Private home buyers returned 150 units to developers last month at projects such as Sky Habitat, The Tampines Trilliant and Hillsta - the highest number in at least five years.
These units, bought in April, made up 5.7 per cent of the more than 2,600 non-landed homes, including executive condominiums (ECs), sold that month.
Despite the high absolute figure for returns, experts say that in percentage terms, the rate is in line with last year's.
They add that the spike in absolute numbers is largely due to April's robust sales which had buyers snapping up the most number of units in almost three years.
Return rates are defined as returned units as a percentage of total non-landed sales in the previous month.
These rates have remained largely below 6 per cent.
While the 150 returned units represent a five-year high in terms of absolute numbers, the percentage return rate was higher in the earlier part of the year.
For instance, while 52 units were returned in January, that translated to a return rate of 9 per cent. This may have been caused by the tough round of cooling measures unveiled last December.
However, the record is still that set in February 2008; the rate was a staggering 41 per cent, with 127 units returned out of about 310 non-landed units sold, as concerns over the United States economy and choppy stock markets hit sentiment.
Last month, 15 units were returned at Hillsta in Choa Chu Kang's Phoenix Road, 11 units at EC project The Tampines Trilliant and 10 at Sky Habitat in Bishan.
In April, buyers returned 17 units at Riversound Residence in Punggol and nine each at Ripple Bay in Pasir Ris and at EC project Twin Waterfalls in Punggol.
Source: The Straits Times – 20 June 2012
 

S'pore 'resilient to global shocks'

Singapore has a high degree of resilience to global financial shocks, despite its open economy and dependence on global finance and trade, said ratings agency Moody's Investors Service.
But the economy is facing structural challenges with slower growth and changes in the political landscape.
Still, Moody's is keeping a stable outlook on its triple-A rating on Singapore's sovereign credit, citing strengths in its economy, institutions and the Government's financial position.
In its annual credit report on the country released yesterday, Moody's said Singapore excels in four areas: its strong economy, institutions, government finances and low vulnerability to external shocks.
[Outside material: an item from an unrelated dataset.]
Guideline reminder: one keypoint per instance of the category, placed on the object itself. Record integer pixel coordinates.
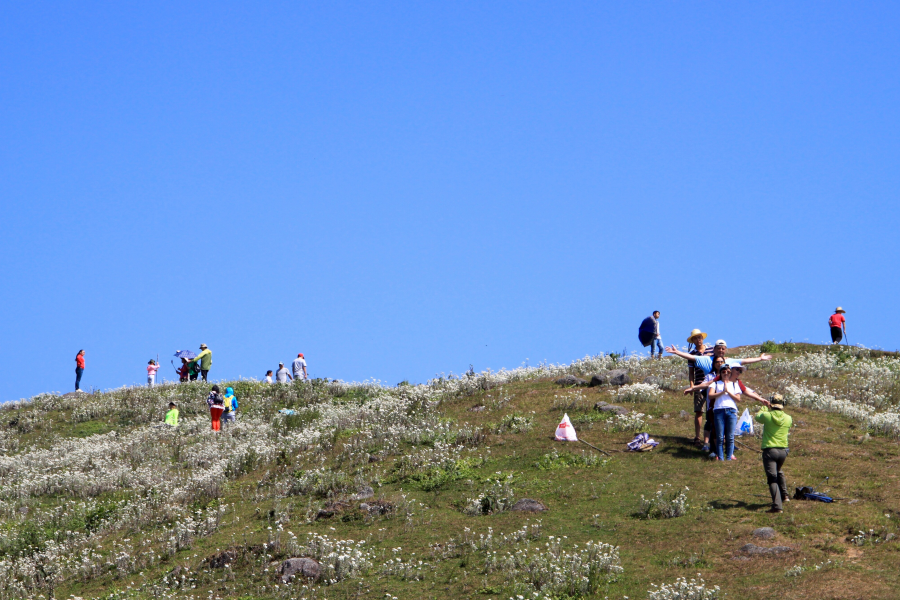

It noted that the economy had rebounded from its recession in 2009 to 14.8 per cent growth in 2010, largely due to a competitive trade sector and flexible labour market.
But Singapore faces a key challenge in raising productivity and innovation as global competition heats up.
The report also noted that liberal immigration policies had helped boost growth in the past 10 years.
But 'rising popular anxiety over the significant increase in the number of foreign workers has prompted the Government' to change its immigration policies.
This will in turn lead to a tighter labour market and contribute to upward pressure on costs, unless productivity measures can help offset the rise.
One area of concern was the country's ability to use monetary policy to keep prices stable, with inflation having moved above 5 per cent recently.
Moody's noted the exchange rate policy did not prevent interbank interest rates from dropping to historic lows, while the high costs of cars is outside the exchange rate's influence.
Demand for housing also remains high even though cooling measures have helped slow price increases.
Moody's has also rated the Government's financial position as being 'very high', despite the move to channel more resources to help lower-income earners.
It said the country's strong balance sheet was backed up by investments made by the Government of Singapore Investment Corp (GIC), which manages more than US$100 billion (S$127 billion) of Singapore's reserves.
The report added that Singapore's financial system remains resilient to shocks, largely due to local banks' healthy balance sheets.
On the domestic front, Moody's said political risks remain low, even though the recent general election, presidential election and Hougang by-election had indicated 'an erosion in support' for the ruling People's Action Party.